La méthode qui a été suivie ici cherche donc à respecter le trouble que la différence culturelle provoqua en moi. Ainsi, selon Gilles Herreros (2002), le trouble peut devenir vecteur de connaissance. L’auteur rapproche le concept de trouble de celui de contre-transfert :

‘Le thérapeute ne peut faire l’abstraction de ce que suscite en lui de réactions plus ou moins conscientes son patient. Cette réaction, cette résonance d’inconscient à inconscient, est nommée le contre-transfert ; il est un guide pour l’interprétation de l’analyste. Il ne sert à rien de vouloir s’en déprendre. Se protéger du contre-transfert, comme y invitent les psychanalystes, ne pas y céder, ne revient pas à le nier ou à le rejeter. Pire, se méfier de ce trouble contre-transférentiel au point de le refouler, serait comme refuser de voir ce qu’il contient d’informations, d’enseignements. […] Il n’est pas l’analyse, il est une pièce essentielle du processus de celle-ci. (p. 20-21).’

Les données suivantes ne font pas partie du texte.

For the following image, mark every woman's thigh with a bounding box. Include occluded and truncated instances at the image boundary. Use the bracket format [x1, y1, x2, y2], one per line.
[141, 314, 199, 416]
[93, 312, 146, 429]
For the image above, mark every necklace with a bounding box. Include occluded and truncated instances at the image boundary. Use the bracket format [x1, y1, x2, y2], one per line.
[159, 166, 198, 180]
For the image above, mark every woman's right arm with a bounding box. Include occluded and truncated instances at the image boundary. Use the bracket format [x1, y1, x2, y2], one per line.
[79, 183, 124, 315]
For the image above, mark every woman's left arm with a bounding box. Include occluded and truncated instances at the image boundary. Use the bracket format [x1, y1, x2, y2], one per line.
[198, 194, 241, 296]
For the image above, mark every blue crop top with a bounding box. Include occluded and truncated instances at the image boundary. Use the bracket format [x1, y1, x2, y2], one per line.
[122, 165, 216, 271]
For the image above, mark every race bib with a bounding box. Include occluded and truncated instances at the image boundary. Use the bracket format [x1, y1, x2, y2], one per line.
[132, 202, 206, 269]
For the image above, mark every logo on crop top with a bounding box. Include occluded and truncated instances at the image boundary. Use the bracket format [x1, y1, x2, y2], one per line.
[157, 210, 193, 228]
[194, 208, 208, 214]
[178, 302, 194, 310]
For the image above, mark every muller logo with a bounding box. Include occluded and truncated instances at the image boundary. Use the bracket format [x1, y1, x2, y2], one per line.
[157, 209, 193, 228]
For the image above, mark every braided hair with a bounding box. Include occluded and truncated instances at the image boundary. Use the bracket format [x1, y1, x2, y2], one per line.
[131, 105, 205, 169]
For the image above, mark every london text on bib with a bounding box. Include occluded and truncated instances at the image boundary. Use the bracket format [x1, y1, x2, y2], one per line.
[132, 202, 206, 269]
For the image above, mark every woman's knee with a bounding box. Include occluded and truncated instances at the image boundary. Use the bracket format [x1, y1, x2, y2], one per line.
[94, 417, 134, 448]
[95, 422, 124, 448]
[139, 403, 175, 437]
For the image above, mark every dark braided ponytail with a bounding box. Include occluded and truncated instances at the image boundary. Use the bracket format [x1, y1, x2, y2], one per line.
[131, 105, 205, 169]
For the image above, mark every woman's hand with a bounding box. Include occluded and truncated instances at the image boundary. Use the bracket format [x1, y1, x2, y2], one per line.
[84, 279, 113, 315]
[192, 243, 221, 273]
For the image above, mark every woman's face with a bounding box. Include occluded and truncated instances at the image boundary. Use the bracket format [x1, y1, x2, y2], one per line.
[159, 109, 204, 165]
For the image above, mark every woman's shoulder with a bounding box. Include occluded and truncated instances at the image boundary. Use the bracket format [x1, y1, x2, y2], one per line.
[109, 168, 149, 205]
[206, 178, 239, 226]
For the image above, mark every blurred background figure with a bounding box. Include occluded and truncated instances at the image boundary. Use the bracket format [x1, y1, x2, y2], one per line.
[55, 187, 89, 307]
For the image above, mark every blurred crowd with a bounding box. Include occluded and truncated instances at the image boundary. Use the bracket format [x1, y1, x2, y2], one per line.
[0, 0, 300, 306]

Au cours des quatre ans qui séparent l’expérience brésilienne de la rédaction de cette recherche, je n’ai cessé de faire dialoguer les deux terrains. Pourtant, c’est bien l’expérience brésilienne qui m’a permis de construire l’angle par lequel je cherche à saisir la pratique française. Le trouble qu’a suscité en moi l’expérience de vie au Brésil, et plus particulièrement celle de la marche avec H2 et H3, n’a pas été nié. Il est vrai qu’il m’a fallu du temps pour trouver un système qui permette de l’interpréter, car, dans un premier temps, je ne voyais que leur comportement, sans comprendre qu’il fallait l’articuler au mien pour saisir ce qui s’était joué au cours de notre expérience commune. Ces deux jeunes marcheurs n’étaient pas fous ou incompréhensibles, comme j'aurais pu le penser spontanément. S’ils pouvaient mener une randonnée de cette façon, sans même se rendre compte de leur manque de technique, c’est que j’occupais une place communément occupée par le guide, qui est, lui aussi, détenteur d’une culture matérielle performante. Mais, à l’inverse de moi, celui-ci sait quel sera son rôle et ce qu’il apportera aux touristes.